Namun bukankah harapan mesianis umumnya selalu dikaitkan dengan tokoh atau pemimpin yang memiliki kemampuan yang hebat, bentuk fisik yang sempurna, dan mampu memenuhi kebutuhan-kebutuhan manusia? Sangat menarik bahwa pada masa kini juga muncul upaya untuk menemukan ke-Mesias-an Yesus yang dihubungkan dengan tokoh tertentu. Misalnya mengaitkan tokoh Krishna sebagaimana dikisahkan dalam Mahābhārata,  Harivamsa, Bhagavata Purana dan  Wishnu Purana dengan diri Yesus dari Nazaret. Sebab selain nama mereka mirip (Krishna dan Kristus), juga mereka dianggap lahir dari seorang perawan. Mereka memiliki misi yang sama untuk membawa keselamatan bagi umat manusia. Yang mana keduanya bersifat ilahi. Namun sekali lagi penggambaran Krishna dengan Yesus Kristus tersebut sering mengabaikan perbedaan karakter dan pola  yang sangat esensial. Tokoh Krishna dalam menjalankan misi keselamatan terlibat dalam pemberian nasihat yang menguatkan tindakan kekerasan saat terjadi perang Bharatayudha.  Jadi tidak dapat begitu mudah kita menyatakan bahwa Yesus Kristus identik atau sebagai inkarnasi dari Krishna. Itu sebabnya Mahatma Gandhi menyampaikan pandangannya tentang Bhagavad Gita: “Untie any spiritual knot” (melonggarkan setiap simpul spiritual).

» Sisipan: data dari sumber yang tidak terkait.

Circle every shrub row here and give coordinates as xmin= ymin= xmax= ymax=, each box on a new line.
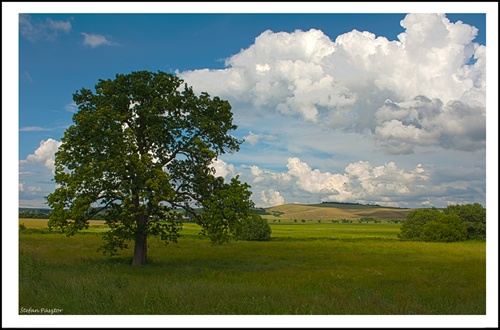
xmin=398 ymin=203 xmax=485 ymax=242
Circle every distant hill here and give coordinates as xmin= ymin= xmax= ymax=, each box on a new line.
xmin=264 ymin=203 xmax=411 ymax=220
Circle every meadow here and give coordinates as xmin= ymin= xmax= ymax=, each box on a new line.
xmin=18 ymin=218 xmax=485 ymax=315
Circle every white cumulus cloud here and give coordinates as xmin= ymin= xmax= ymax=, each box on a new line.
xmin=237 ymin=155 xmax=482 ymax=207
xmin=287 ymin=157 xmax=350 ymax=195
xmin=259 ymin=189 xmax=285 ymax=207
xmin=179 ymin=13 xmax=485 ymax=154
xmin=19 ymin=138 xmax=62 ymax=171
xmin=211 ymin=158 xmax=237 ymax=180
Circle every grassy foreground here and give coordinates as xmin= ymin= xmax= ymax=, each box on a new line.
xmin=18 ymin=219 xmax=485 ymax=315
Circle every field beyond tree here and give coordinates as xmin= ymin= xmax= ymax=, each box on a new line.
xmin=19 ymin=218 xmax=485 ymax=315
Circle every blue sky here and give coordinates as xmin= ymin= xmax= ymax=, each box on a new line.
xmin=18 ymin=12 xmax=486 ymax=158
xmin=6 ymin=2 xmax=497 ymax=211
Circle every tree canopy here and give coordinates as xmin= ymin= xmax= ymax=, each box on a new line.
xmin=46 ymin=70 xmax=261 ymax=265
xmin=398 ymin=207 xmax=469 ymax=242
xmin=443 ymin=203 xmax=486 ymax=239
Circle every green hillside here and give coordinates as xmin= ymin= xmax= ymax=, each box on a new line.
xmin=264 ymin=203 xmax=411 ymax=221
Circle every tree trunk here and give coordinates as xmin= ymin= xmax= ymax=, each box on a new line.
xmin=132 ymin=231 xmax=147 ymax=266
xmin=132 ymin=202 xmax=148 ymax=265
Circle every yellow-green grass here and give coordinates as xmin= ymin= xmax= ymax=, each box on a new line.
xmin=19 ymin=218 xmax=110 ymax=235
xmin=19 ymin=218 xmax=106 ymax=229
xmin=19 ymin=221 xmax=485 ymax=315
xmin=265 ymin=204 xmax=410 ymax=221
xmin=270 ymin=222 xmax=401 ymax=241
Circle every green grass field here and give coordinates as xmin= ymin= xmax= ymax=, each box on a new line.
xmin=18 ymin=219 xmax=485 ymax=315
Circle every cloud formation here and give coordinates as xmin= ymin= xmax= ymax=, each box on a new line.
xmin=179 ymin=13 xmax=485 ymax=155
xmin=212 ymin=158 xmax=238 ymax=180
xmin=247 ymin=157 xmax=483 ymax=208
xmin=287 ymin=157 xmax=350 ymax=195
xmin=19 ymin=14 xmax=72 ymax=41
xmin=19 ymin=182 xmax=42 ymax=195
xmin=374 ymin=96 xmax=486 ymax=153
xmin=19 ymin=126 xmax=52 ymax=132
xmin=243 ymin=131 xmax=277 ymax=145
xmin=17 ymin=136 xmax=485 ymax=208
xmin=260 ymin=189 xmax=285 ymax=207
xmin=19 ymin=138 xmax=62 ymax=171
xmin=81 ymin=32 xmax=118 ymax=48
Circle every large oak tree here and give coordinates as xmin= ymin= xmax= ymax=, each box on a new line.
xmin=46 ymin=70 xmax=257 ymax=265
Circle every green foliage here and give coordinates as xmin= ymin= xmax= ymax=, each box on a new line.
xmin=420 ymin=214 xmax=468 ymax=242
xmin=19 ymin=208 xmax=106 ymax=220
xmin=19 ymin=223 xmax=27 ymax=231
xmin=399 ymin=208 xmax=437 ymax=240
xmin=197 ymin=176 xmax=257 ymax=243
xmin=19 ymin=210 xmax=50 ymax=219
xmin=254 ymin=208 xmax=269 ymax=215
xmin=237 ymin=214 xmax=272 ymax=241
xmin=399 ymin=208 xmax=467 ymax=242
xmin=358 ymin=217 xmax=381 ymax=223
xmin=45 ymin=70 xmax=252 ymax=265
xmin=443 ymin=203 xmax=486 ymax=240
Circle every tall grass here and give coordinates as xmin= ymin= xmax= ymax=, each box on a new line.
xmin=19 ymin=221 xmax=485 ymax=315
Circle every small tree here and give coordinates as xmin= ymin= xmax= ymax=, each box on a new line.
xmin=46 ymin=70 xmax=257 ymax=265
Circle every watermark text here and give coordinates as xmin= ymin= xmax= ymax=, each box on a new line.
xmin=20 ymin=307 xmax=63 ymax=314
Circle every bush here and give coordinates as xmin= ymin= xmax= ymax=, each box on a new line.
xmin=399 ymin=208 xmax=437 ymax=240
xmin=237 ymin=214 xmax=272 ymax=241
xmin=420 ymin=214 xmax=468 ymax=242
xmin=443 ymin=203 xmax=486 ymax=240
xmin=399 ymin=208 xmax=467 ymax=242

Sebab kisah dalam Bhagavad Gita menampilkan berbagai kekerasan. Gandhi menyatakan: “The Gita affords violence a sort of mythic grandeur, obscuring the ugly realities of blood and gore with ethereal prose and metaphysical justifications”. Bukankah pada masa kini gambaran dan harapan tentang tokoh mesias tidak terlepas dari pola pikir yang duniawi, yaitu penyelesaian masalah dan penegakan keadilan dengan konsep dan pola-pola kekerasan yang dilegitimasi dengan “wahyu Allah” dan ayat-ayat Kitab Suci?

Ke-Mesias-an Yesus Karena MukjizatNya?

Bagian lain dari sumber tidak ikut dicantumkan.